Dear Uwe,
>We measured 12 subjects in an event-related fMRI study
>(1) on a perceptual cueing task in one session and
>(2) on a motor cueing task in another session.
>Both tasks used the same stimuli, responses, and
>stimulus-response mappings. Cues were valid in 150 trials
>and invalid on 50 trials. The only difference between
>tasks consisted in the meaning of the cues.
>
>On the first level we looked in each subject at the
>contrast *invalid cues > valid cues* in each task.
>Now, we want to know whether there are regions that
>are common to the processing of invalidly cued trials
>in each task. Therefore we want to perform a conjunction
>analysis with the contrast *invalid > valid* in the
>motor cueing task and the contrast *invalid > valid*
>in the perceptual cueing task.
>
>As far as I understand your paper, we would use the
>minimum statistic if we could assume that the contrasts are
>congruent. However, I think, we have incongruent contrasts
>because we compare different cognitive tasks.
>Therefore, we might have a case for the supremum
>P value approach (conjunction null). The result of this
>conservative test is that we have 7 small clusters
>(5 with one or two voxels) - a result that is worrying the
>reviewers (saying, *your findings rest on thin ice*).
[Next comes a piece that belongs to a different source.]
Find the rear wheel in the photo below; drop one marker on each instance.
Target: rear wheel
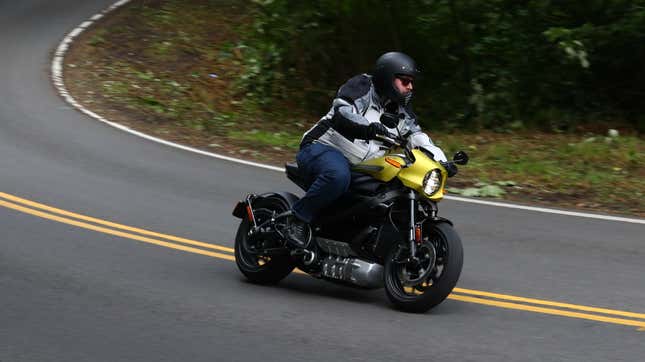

This speaks to the first of two important points: Your reviewers should
not be making anecdotal inferences like "resting on thin ice" on the
basis of the number of clusters, or voxels per cluster, unless they know
the null distribution of these quantities. You should tell the Handling
Editor this.
The NUMBER OF SIGNIFCANT VOXELS (or clusters) is not a useful
quantity. It is not equivalent to a "SIGNFICANT NUMBER OF VOXELS"
(or clusters above some threshold). This inference would require a
further random field theory analysis at the cluster- or set-level
(see Friston et al 1996).
For example, 7 clusters at a p<0.05 level (corrected) means that you
found 7 x 20 = 140 times the number expected under the null hypothesis.
This is probably extremely significant. Likewise, obtaining a cluster
of 2 voxels by chance could be extremely unlikely.
I am not sure where the practice of reporting or discussing the number
of significant voxels came from but you should avoid it when reporting your
results and discourage its practice when reviewing other peoples papers. In
terms of reporting your results, simply show the SPM at an uncorrected
level of p=0.001 (uncorrected) and report, in the text and tables, maxima
that survive a correction for the search volume. This allows the reader to
see the profile of the SPM that is used for inference and to read about the
inferences per se (in terms of significant maxima).
This inclusive reporting of the SPM precludes complaints that you should
have got more significant voxels!
>As I read your paper, I conclude that we should rather test
>for k > 1. Then the question arises, how to do this in the
>available version of SPM2?
Yes, you want to infer that k = 2 > 1, namely that effects were
present in both contrasts. This is the conjunction null. As we
tried to convey in our paper, simply thresholding both contrasts at
p<0.05 (corrected) and reporting the conjunction is valid but extremely
conservative (insensitive). There are a number of ways you could
proceed. However, given you have 7 maxima that survive this procedure
I do not think you really need to worry - just lower the threshold on
the SPMs that are reported graphically as described above.
If you wanted to pursue a more sensitive analysis you could try the
following procedure: At the second-(between subject)-level you have
two contrasts C1 and C2. Threshold C1 at p=0.001 (uncorrected) and
form a mask. Apply this mask to the images and threshold C2 at p=0.05
(corrected for the [masked] search volume). Save the resulting SPM{T},
which contains voxels that are significant for C2 at p=0.05 corrected.
Now repeat the procedure but swap C1 and C2. Voxels that are found in
both SPM{T} are significant at p=0.05 corrected in both contrasts and
constitute voxels where you can infer k = 2.
I will leave it as a challenge to see if anyone can spot a flaw in this
procedure :)
I hope this helps - Karl
PS There are updates for SPM2 that allow tests of the conjunction null:
Tom - can you comment on this?
Friston KJ, Holmes A, Poline JB, Price CJ, Frith CD. Detecting activations
in PET and fMRI: levels of inference and power. NeuroImage. 1996 4:223-35.